California DIR Officials Outline Goals and Tasks for Implementing SB 863 Workers’ Comp Reforms

California DIR Officials Outline Goals and Tasks for Implementing SB 863 Workers’ Comp Reforms

 By David Bryan Leonard, Esq., Special to the LexisNexis Workers’ Compensation Law Community

The 2012 California Workers’ Compensation and Risk Conference opened September 19, 2012 at the St. Regis Resort, Dana Point with an update from the DIR/DWC/WCAB entitled “What’s on the horizon for 2013?”

Presented by WCAB Chairwoman Ronnie Caplane and Katherine Zalewski, Chief Counsel for the Department of Industrial Relations, the panel gave a candid summary of Senate Bill 863.  Just signed into law by Governor Brown, SB 863 was presented as a sweeping overhaul of California’s Workers’ Compensation Act.

Acknowledging that SB 863 imposes seemingly “daunting” tasks for the WCAB and DIR, both panelists noted the need for additional enabling regulations from each Department.

Effective January 1, 2013, with gradual wage loss phase in, SB 863 eliminates permanent disability increases for underlying injuries that subsequently cause sleep disorders, sexual dysfunction and psychiatric disability. While briefly noting that issues such as independent individual injury may exist, both panelists agreed that an injured worker with compensable consequences would be entitled to treatment to cure or relieve these conditions.

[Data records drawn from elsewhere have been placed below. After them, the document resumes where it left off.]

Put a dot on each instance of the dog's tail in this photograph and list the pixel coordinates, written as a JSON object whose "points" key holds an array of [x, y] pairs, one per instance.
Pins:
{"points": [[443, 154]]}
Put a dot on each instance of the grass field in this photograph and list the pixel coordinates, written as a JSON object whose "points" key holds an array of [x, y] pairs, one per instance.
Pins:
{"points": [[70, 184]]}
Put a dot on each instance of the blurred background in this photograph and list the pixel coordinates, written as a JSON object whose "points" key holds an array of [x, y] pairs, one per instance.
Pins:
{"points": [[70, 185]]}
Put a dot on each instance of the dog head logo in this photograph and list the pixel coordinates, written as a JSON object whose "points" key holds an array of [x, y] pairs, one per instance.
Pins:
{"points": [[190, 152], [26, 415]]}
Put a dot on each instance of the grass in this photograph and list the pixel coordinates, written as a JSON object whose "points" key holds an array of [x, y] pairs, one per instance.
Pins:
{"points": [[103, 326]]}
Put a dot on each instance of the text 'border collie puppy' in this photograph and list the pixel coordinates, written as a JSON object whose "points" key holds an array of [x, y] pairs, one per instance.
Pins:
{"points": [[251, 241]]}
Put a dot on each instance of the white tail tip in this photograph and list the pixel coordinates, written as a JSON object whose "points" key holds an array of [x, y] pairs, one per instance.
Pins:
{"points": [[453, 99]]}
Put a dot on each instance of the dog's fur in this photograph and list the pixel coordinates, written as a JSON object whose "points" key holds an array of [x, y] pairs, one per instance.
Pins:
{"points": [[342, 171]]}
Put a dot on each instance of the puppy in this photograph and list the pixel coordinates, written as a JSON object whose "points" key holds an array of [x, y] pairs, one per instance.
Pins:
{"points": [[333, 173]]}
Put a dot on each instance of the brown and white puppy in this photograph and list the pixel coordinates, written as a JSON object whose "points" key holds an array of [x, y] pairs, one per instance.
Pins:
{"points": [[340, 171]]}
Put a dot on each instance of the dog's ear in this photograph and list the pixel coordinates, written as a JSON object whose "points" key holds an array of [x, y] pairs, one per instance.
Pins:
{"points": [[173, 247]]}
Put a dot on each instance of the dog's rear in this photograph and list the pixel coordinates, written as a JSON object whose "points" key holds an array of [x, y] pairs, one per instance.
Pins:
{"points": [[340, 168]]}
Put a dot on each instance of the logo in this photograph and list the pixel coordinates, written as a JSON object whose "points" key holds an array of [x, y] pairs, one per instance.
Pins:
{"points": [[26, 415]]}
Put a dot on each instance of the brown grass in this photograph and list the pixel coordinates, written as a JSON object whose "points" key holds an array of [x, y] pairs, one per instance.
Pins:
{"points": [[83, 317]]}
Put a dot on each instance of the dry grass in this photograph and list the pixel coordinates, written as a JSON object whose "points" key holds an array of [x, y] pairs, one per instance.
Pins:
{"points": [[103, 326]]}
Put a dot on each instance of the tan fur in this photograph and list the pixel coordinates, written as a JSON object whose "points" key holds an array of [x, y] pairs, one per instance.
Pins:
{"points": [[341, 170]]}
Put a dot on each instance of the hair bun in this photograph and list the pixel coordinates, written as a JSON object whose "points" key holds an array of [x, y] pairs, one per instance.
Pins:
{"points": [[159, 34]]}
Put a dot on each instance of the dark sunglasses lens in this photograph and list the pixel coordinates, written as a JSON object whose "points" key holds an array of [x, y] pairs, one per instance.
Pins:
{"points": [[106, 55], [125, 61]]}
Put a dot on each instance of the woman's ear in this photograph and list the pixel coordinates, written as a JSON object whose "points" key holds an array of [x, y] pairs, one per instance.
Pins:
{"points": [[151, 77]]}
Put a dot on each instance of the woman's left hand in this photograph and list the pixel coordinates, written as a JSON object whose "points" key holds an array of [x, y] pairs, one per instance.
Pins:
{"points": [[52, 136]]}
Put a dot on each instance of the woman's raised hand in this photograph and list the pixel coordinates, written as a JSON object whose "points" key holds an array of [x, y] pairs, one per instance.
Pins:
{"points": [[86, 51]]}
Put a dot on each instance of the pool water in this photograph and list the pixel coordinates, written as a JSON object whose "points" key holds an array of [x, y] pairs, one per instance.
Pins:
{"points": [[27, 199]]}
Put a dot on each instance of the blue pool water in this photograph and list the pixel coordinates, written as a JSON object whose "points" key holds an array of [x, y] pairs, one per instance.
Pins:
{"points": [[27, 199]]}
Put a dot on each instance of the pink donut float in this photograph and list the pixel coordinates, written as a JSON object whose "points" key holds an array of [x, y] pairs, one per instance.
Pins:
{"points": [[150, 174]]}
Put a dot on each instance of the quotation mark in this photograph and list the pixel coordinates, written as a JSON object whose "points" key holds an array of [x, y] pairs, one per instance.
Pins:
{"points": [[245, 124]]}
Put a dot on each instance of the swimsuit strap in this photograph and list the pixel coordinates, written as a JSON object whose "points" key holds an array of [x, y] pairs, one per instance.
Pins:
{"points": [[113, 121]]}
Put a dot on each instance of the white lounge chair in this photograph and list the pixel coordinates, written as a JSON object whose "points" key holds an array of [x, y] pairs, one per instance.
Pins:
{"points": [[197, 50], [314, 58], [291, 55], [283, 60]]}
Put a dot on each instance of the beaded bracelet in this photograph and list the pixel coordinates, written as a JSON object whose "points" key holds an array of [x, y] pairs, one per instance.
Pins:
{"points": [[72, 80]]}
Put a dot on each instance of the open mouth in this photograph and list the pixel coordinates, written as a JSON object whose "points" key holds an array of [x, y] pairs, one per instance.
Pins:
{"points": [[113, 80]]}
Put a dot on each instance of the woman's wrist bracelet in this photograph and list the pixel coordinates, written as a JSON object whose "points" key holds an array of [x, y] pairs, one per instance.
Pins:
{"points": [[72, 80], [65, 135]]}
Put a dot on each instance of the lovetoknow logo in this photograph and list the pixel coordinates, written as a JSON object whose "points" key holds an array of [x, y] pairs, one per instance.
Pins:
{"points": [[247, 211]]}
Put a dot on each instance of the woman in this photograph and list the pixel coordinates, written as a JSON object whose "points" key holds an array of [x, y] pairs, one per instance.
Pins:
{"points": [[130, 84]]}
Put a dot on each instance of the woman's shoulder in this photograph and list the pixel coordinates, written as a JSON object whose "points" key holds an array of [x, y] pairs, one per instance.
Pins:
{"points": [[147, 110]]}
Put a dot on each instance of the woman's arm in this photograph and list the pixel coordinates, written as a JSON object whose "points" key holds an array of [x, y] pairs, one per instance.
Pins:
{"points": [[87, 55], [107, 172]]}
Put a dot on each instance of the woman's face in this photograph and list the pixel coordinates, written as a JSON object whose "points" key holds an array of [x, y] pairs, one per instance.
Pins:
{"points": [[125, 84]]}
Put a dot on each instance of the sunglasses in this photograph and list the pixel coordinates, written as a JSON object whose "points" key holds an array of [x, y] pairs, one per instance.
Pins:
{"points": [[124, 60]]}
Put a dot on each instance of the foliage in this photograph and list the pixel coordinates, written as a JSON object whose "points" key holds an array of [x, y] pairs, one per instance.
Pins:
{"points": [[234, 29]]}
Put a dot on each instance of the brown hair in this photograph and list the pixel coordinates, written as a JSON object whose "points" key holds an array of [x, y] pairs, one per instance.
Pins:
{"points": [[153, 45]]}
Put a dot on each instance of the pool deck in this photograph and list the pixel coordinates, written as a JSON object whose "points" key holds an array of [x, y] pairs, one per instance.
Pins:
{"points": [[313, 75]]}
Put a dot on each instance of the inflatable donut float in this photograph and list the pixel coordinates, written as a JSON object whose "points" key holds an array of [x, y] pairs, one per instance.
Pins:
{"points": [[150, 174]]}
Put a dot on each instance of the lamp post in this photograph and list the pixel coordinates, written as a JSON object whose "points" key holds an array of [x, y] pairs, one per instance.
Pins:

The panelists anticipate that SB 863’s provision for supplemental job displacement benefit in the form of a voucher for up to $6,000 to cover various education-related retraining and skill enhancement expenses, in lieu of employer offers of employment, would result in less friction within the workers’ compensation system.

In addition, the panel believed that eliminating the need for permanent disability advances if the employer has offered the employee a position that pays at least 85 percent of the wages and compensation paid to the employee at the time of injury, or if the employee is employed in a position that pays at least 100 percent of the wages and compensation paid to the employee at the time of injury, would avoid the exhaustion of permanent disability, thus allowing money to be available at the time of settlement. Specifically, it was hoped that this modification to the permanent disability advance process would avoid cases where all permanent disability is dissipated and allow cases with resulting disability to settle with a sum payable.

The panel then turned to the new methods to resolve medical treatment disputes. For injuries occurring after January 1, 2013, and then for all treatment disputes occurring after July 1, 2013, the administrative director’s office will implement an Independent Medical Review (“IMR”) process. The panel explained that the IMR protocol was intended to replace the need for Agreed Medical Examiners (AME) and Qualified Medical Examiners (QME) to resolve treatment disputes. The IMR process is intended to resolve treatment disputes in an expedited fashion and eliminate the delays associated with obtaining a medical legal report for treatment disputes or expedited hearings.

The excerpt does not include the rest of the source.